I don't think anyone has a very coherent plan at this point, because the situation is pretty ugly not only in Syria and Iraq, but throughout the Sahel / Maghreb as well. But war is clearly not the solution. Some concordat between Saudi Arabia and Iran must be reached, which might include a federalization of Iraq and Syria.
Not a clue how to deal with the other issues. Maybe prop up whatever regime can offer stability without a major bloodbath?
I would like to believe the powers that be have far better plans than I do, but unfortunately I don't.
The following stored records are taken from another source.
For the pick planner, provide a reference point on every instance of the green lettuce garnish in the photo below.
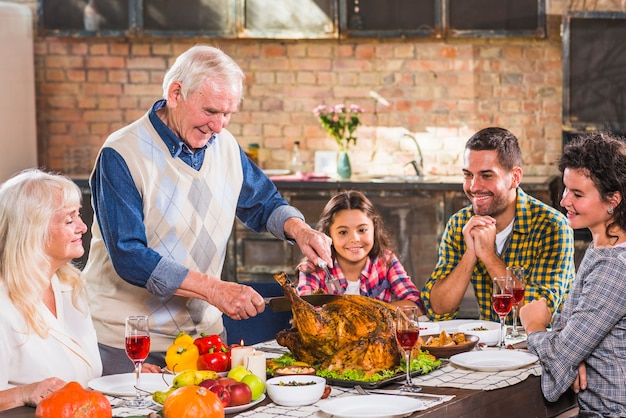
(423, 362)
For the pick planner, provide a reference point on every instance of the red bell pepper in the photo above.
(218, 361)
(208, 343)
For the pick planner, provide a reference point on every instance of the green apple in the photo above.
(256, 385)
(238, 372)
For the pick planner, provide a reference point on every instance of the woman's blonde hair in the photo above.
(27, 203)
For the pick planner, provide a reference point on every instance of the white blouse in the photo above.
(70, 352)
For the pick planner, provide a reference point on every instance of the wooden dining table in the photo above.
(522, 400)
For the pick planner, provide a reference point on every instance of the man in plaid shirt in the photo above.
(502, 227)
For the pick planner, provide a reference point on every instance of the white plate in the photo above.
(235, 409)
(276, 172)
(493, 360)
(428, 328)
(370, 406)
(124, 384)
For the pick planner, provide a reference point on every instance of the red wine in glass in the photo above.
(502, 301)
(137, 347)
(407, 332)
(137, 343)
(518, 277)
(502, 304)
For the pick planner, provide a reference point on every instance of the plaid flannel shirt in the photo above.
(541, 241)
(591, 329)
(379, 280)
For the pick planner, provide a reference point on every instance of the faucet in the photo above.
(418, 161)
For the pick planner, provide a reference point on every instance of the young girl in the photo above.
(363, 262)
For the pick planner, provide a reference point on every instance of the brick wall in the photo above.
(442, 91)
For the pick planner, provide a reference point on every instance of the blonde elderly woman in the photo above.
(46, 334)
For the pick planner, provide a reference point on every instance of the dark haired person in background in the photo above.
(590, 333)
(502, 227)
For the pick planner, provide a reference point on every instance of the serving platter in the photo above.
(447, 351)
(494, 360)
(370, 406)
(371, 385)
(124, 384)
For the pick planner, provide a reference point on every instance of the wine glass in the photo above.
(517, 274)
(407, 332)
(502, 301)
(137, 349)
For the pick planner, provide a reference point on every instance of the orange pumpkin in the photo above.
(72, 401)
(193, 402)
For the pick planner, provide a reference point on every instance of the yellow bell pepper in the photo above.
(182, 354)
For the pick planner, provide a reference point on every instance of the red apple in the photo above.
(226, 381)
(240, 394)
(222, 393)
(208, 383)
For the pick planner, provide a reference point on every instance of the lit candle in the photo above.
(255, 362)
(238, 355)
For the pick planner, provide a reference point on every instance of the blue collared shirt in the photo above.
(118, 208)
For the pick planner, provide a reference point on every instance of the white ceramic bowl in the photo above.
(289, 394)
(490, 337)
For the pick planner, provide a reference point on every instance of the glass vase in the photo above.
(344, 170)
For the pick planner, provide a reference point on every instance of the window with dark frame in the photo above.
(594, 80)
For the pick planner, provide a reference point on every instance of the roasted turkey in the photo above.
(350, 333)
The plans of the powers that be are destabilizing any possible rival powers. Always were, always will be. That's international politics in a nutshell. And without hegemons we have more of this.
My sad conclusion from this, however, is that weak states shouldn't risk "multiculturalism". That is a luxury of the stronger states (empires...), whose rulers and people can proclaim themselves virtuous for managing it. But they are able and too often ready and willing to exploit the divisions in the weaker states that have the misfortune of being "multicultural".
Hmm... I understood him differently (or did I misunderstand you?)...Considering how often Germany and the EU have been accused of imperial tendencies multiculturalism might work out after all. Kind of surprising to learn that from innominatu but what is even surprising anymore these days.